Electric car manufacturer Tesla (NASDAQ: TSLA) has been at the forefront of the transition away from internal combustion engines to electric cars.
CEO and largest shareholder Elon Musk initially pursued a strategy of producing luxury vehicles before more recently moving down market and concentrating on producing a cheaper vehicle for the masses.
While Tesla’s Model S and Model X have been great successes – helped by tax incentives at both the Federal and State level in the US – the company has been struggling to produce its mass market Model 3 in large enough numbers at a low enough cost to make money.
Despite never posting an annual profit and losing around US$2bn in 2017 – its performance has only worsened so far in 2018 – Tesla’s market capitalisation is around US$50bn.
By contrast, General Motors (NYSE: GM), which made US$9.9bn in underlying profit in 2017, also has a market capitalisation of around US$50bn.
Short sellers attack
Tesla’s absurdly high valuation despite making no profits, let alone free cash flow, has sparked the interest of short sellers.
Especially as Musk has repeatedly promised that Tesla won’t need to raise more capital despite its US$8.7bn in net debt – a significant amount of which is due to be refinanced over the next year – and large capital investment requirements in coming years.
And competition in the electric car space is only increasing as traditional car manufacturers such as BMW and Volkswagen, who were caught a little flat-footed by Tesla’s rise, rapidly catch up and start releasing competitors to the Model 3.
To say that short sellers have irritated Musk is an understatement.
This is the context in which Musk recently tweeted: “Am considering taking [Tesla] private at [US}$420. Funding secured”.
Short sellers were immediately sceptical: Tesla’s rich valuation, already high debt burden and lack of cash flow make it an unlikely target to be taken private by any rational purchaser.
Unfortunately for Musk, this tweet also caught the eye of regulators and the SEC last night filed suit alleging Musk has committed securities fraud.
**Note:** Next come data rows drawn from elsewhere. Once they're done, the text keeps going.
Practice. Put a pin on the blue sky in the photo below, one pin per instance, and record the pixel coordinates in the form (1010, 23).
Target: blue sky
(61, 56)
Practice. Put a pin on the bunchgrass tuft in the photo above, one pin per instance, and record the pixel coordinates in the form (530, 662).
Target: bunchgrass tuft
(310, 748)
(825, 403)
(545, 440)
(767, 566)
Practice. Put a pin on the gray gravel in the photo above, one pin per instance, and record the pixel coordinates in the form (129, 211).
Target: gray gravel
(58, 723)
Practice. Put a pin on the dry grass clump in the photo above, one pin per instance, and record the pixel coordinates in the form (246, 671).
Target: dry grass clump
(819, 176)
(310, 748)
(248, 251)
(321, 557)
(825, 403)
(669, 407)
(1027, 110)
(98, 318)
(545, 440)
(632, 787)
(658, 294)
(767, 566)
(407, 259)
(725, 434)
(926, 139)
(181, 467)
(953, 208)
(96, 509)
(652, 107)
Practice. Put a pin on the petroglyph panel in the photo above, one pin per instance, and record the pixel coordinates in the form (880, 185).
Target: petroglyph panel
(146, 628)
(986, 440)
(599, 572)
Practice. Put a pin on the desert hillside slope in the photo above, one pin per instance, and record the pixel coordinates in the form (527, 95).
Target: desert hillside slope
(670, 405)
The allegations essentially boil down to the fact that, contrary to Musk’s assertion, funding really wasn’t secured.
The SEC is trying to get Musk removed as CEO of Tesla and banned from managing any US public company.
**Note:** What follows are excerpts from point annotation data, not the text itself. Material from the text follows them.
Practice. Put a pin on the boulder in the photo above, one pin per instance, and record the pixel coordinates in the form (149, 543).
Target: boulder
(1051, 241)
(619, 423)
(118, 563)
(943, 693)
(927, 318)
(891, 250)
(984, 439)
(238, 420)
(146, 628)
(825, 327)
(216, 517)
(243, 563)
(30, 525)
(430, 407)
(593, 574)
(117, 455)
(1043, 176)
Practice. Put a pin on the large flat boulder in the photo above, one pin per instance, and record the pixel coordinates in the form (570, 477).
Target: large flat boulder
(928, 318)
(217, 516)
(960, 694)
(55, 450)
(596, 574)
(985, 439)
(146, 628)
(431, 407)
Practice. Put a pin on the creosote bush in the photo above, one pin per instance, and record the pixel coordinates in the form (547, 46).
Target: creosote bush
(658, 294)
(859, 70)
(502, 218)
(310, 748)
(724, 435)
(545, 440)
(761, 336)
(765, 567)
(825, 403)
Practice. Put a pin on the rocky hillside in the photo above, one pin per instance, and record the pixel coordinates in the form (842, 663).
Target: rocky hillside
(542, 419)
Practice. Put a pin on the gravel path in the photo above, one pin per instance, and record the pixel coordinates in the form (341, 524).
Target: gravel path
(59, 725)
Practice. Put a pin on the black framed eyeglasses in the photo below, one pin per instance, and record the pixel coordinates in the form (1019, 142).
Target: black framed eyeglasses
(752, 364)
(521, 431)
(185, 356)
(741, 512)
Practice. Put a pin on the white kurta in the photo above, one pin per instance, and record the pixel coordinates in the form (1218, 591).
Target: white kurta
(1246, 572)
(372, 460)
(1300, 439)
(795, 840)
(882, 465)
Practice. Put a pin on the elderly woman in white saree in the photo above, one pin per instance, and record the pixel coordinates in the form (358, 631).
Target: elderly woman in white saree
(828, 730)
As Musk and Tesla are highly intertwined in the eyes of investors, a win by the SEC in court could put further pressure on Tesla shares. They have already fallen from highs of US$379 In the wake of Musk’s tweet to US$277 per share in after hours trading in New York overnight.
Either way, with the company still burning through oodles of cash, it looks like Tesla shareholders’ wild ride in recent months is set to continue.